Adhesion of cold sprayed soft coatings: Effect of substrate roughness and hardness

When depositing a soft material (e.g. pure Cu) onto a harder substrate (e.g. stainless steel) by cold spraying, the attainable coating adhesion depends on both the hardness and the roughness of the substrate. To decouple their respective influences, the present work focuses on a model system of cold sprayed copper onto AISI 304 steel surfaces with differently adjusted hardness and roughness values. AISI 304 stainless steel plates were either polished or grit-blasted to different roughness, and then employed as substrates either as-is, i.e. in the “hardened” condition, or in the “softened” vacuum-annealed state. SEM analyses and nano-indentation tests showed that grit-blasting causes severe plastic deformation of the surface, where any visible austenite grain structure is lost up to a depth of some tens of microns.
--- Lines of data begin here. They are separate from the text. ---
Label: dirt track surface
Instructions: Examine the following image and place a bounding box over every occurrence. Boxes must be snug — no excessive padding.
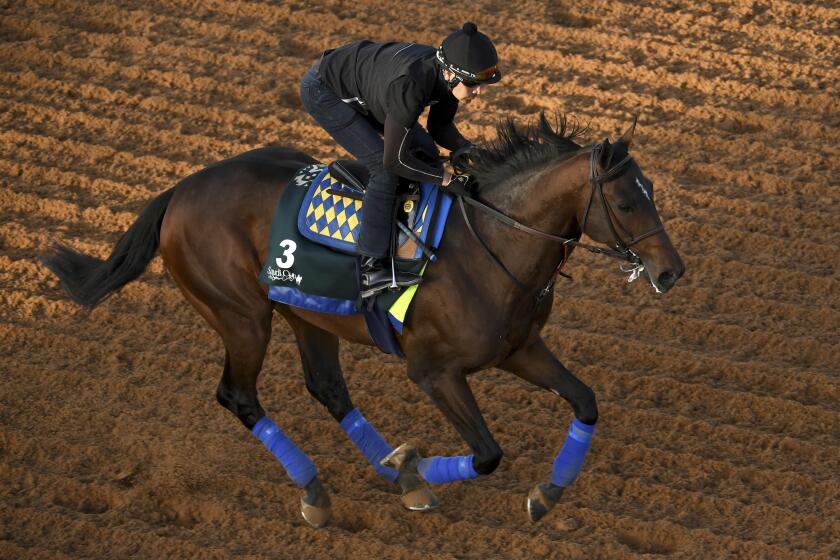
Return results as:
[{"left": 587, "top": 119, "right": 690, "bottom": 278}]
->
[{"left": 1, "top": 1, "right": 838, "bottom": 558}]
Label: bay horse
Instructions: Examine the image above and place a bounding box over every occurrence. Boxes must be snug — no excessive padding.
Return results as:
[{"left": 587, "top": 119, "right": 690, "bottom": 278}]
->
[{"left": 41, "top": 114, "right": 684, "bottom": 527}]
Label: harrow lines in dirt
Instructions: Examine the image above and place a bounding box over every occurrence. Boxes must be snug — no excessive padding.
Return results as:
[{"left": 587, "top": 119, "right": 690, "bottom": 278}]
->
[
  {"left": 540, "top": 325, "right": 840, "bottom": 406},
  {"left": 0, "top": 188, "right": 141, "bottom": 237},
  {"left": 476, "top": 366, "right": 840, "bottom": 454},
  {"left": 629, "top": 0, "right": 840, "bottom": 28},
  {"left": 8, "top": 17, "right": 834, "bottom": 210},
  {"left": 2, "top": 37, "right": 491, "bottom": 141},
  {"left": 662, "top": 189, "right": 837, "bottom": 245},
  {"left": 0, "top": 82, "right": 313, "bottom": 164},
  {"left": 446, "top": 400, "right": 840, "bottom": 516},
  {"left": 656, "top": 159, "right": 834, "bottom": 205},
  {"left": 661, "top": 255, "right": 840, "bottom": 311},
  {"left": 640, "top": 124, "right": 836, "bottom": 173},
  {"left": 444, "top": 482, "right": 826, "bottom": 559},
  {"left": 0, "top": 157, "right": 156, "bottom": 208},
  {"left": 550, "top": 296, "right": 838, "bottom": 371},
  {"left": 651, "top": 212, "right": 839, "bottom": 272},
  {"left": 589, "top": 440, "right": 840, "bottom": 517},
  {"left": 0, "top": 72, "right": 313, "bottom": 146},
  {"left": 0, "top": 128, "right": 199, "bottom": 190},
  {"left": 0, "top": 98, "right": 251, "bottom": 164},
  {"left": 3, "top": 13, "right": 314, "bottom": 91},
  {"left": 669, "top": 220, "right": 838, "bottom": 279},
  {"left": 1, "top": 43, "right": 294, "bottom": 116},
  {"left": 559, "top": 270, "right": 840, "bottom": 345},
  {"left": 0, "top": 505, "right": 237, "bottom": 559},
  {"left": 503, "top": 44, "right": 836, "bottom": 118},
  {"left": 675, "top": 104, "right": 835, "bottom": 144},
  {"left": 602, "top": 403, "right": 837, "bottom": 480},
  {"left": 19, "top": 0, "right": 830, "bottom": 130},
  {"left": 153, "top": 0, "right": 839, "bottom": 86},
  {"left": 19, "top": 0, "right": 832, "bottom": 142},
  {"left": 596, "top": 366, "right": 839, "bottom": 438},
  {"left": 577, "top": 477, "right": 836, "bottom": 555},
  {"left": 2, "top": 498, "right": 446, "bottom": 560},
  {"left": 605, "top": 0, "right": 840, "bottom": 48}
]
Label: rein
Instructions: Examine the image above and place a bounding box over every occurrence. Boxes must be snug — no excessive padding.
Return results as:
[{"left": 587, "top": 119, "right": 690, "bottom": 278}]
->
[{"left": 447, "top": 142, "right": 664, "bottom": 296}]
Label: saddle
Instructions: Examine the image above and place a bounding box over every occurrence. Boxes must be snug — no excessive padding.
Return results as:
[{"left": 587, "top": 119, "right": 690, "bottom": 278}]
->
[{"left": 300, "top": 159, "right": 438, "bottom": 260}]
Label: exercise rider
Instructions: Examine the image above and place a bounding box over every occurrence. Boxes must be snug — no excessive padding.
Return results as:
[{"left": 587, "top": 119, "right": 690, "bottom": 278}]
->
[{"left": 299, "top": 22, "right": 502, "bottom": 295}]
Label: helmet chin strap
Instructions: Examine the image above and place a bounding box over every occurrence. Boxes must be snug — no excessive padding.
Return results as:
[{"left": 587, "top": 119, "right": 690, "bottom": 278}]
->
[{"left": 442, "top": 67, "right": 462, "bottom": 90}]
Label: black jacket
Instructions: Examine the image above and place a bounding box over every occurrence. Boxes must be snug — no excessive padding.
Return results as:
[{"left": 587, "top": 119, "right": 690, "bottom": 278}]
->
[{"left": 319, "top": 41, "right": 470, "bottom": 183}]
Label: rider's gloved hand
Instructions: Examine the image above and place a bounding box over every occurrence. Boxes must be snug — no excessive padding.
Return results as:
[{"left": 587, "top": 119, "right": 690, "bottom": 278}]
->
[{"left": 450, "top": 143, "right": 478, "bottom": 174}]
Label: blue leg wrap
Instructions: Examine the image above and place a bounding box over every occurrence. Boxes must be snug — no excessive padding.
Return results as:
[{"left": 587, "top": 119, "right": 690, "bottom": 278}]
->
[
  {"left": 339, "top": 408, "right": 398, "bottom": 483},
  {"left": 417, "top": 455, "right": 479, "bottom": 484},
  {"left": 550, "top": 417, "right": 596, "bottom": 487},
  {"left": 252, "top": 416, "right": 317, "bottom": 487}
]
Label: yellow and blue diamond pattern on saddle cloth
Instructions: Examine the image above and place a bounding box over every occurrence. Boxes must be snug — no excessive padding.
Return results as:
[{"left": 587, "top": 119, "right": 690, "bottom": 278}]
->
[
  {"left": 296, "top": 166, "right": 442, "bottom": 256},
  {"left": 299, "top": 170, "right": 362, "bottom": 252}
]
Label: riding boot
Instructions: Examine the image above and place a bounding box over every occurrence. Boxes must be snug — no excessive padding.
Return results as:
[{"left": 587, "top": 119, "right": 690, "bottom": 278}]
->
[{"left": 360, "top": 256, "right": 421, "bottom": 297}]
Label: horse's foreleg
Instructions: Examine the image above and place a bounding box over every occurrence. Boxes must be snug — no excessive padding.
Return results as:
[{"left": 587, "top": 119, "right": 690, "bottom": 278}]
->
[
  {"left": 389, "top": 364, "right": 502, "bottom": 485},
  {"left": 498, "top": 336, "right": 598, "bottom": 522},
  {"left": 282, "top": 311, "right": 437, "bottom": 511}
]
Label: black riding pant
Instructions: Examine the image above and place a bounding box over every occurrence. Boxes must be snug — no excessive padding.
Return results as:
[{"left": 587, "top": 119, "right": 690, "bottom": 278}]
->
[{"left": 299, "top": 64, "right": 438, "bottom": 258}]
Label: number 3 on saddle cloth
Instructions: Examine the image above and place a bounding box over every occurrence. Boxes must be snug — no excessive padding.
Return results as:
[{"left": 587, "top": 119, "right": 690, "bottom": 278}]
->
[{"left": 258, "top": 162, "right": 453, "bottom": 357}]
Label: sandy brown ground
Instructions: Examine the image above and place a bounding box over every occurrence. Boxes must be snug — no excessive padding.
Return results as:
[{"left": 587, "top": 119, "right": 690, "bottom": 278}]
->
[{"left": 1, "top": 0, "right": 838, "bottom": 558}]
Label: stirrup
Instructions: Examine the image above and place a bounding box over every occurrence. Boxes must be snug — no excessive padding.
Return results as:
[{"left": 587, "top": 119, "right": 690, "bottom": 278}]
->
[{"left": 359, "top": 282, "right": 393, "bottom": 300}]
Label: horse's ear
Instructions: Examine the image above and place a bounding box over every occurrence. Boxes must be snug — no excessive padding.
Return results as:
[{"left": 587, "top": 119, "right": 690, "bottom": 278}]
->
[
  {"left": 599, "top": 138, "right": 613, "bottom": 168},
  {"left": 617, "top": 115, "right": 638, "bottom": 149}
]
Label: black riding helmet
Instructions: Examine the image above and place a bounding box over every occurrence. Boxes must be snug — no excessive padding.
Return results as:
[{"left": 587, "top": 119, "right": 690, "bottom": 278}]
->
[{"left": 436, "top": 21, "right": 501, "bottom": 88}]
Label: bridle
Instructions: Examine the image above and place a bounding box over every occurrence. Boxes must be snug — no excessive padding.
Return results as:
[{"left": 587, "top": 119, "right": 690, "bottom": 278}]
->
[{"left": 447, "top": 141, "right": 665, "bottom": 295}]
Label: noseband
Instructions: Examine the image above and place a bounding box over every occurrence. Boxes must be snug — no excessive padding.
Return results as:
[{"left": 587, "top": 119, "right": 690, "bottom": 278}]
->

The corresponding microstructures are work-hardened, reaching a hardness of about 350–400 HV0.001. Vacuum annealing induced recrystallization and restored the original, lower hardness (≈200 HV0.001) of AISI 304, without changing the surface roughness, as obtained by the grit-blasting. Through cavitation tests on single-particle deposition experiments, it was found that cold sprayed Cu particles' adhesion was lower on roughened and hardened substrates than on polished surfaces. In contrast, the situation was reversed for roughened and annealed (“softened”) substrates, showing an increase in adhesion of cold-sprayed Cu particles with increasing roughness up to a maximum at Rz of about 34 μm. The latter trend was confirmed by bond strength testing of complete Cu coatings onto “softened” substrates, while the maximum adhesion on hardened substrates was attained with Rz = 18 μm. The underlying mechanisms are discussed with respect to particle deformation and the substrate surface topographies needed to trap areas of mutual shear instabilities of the particles and the substrate. Identifying the conditions that ensure metallurgical bonding then should help to provide a more general understanding of deposit adhesion in cold spraying.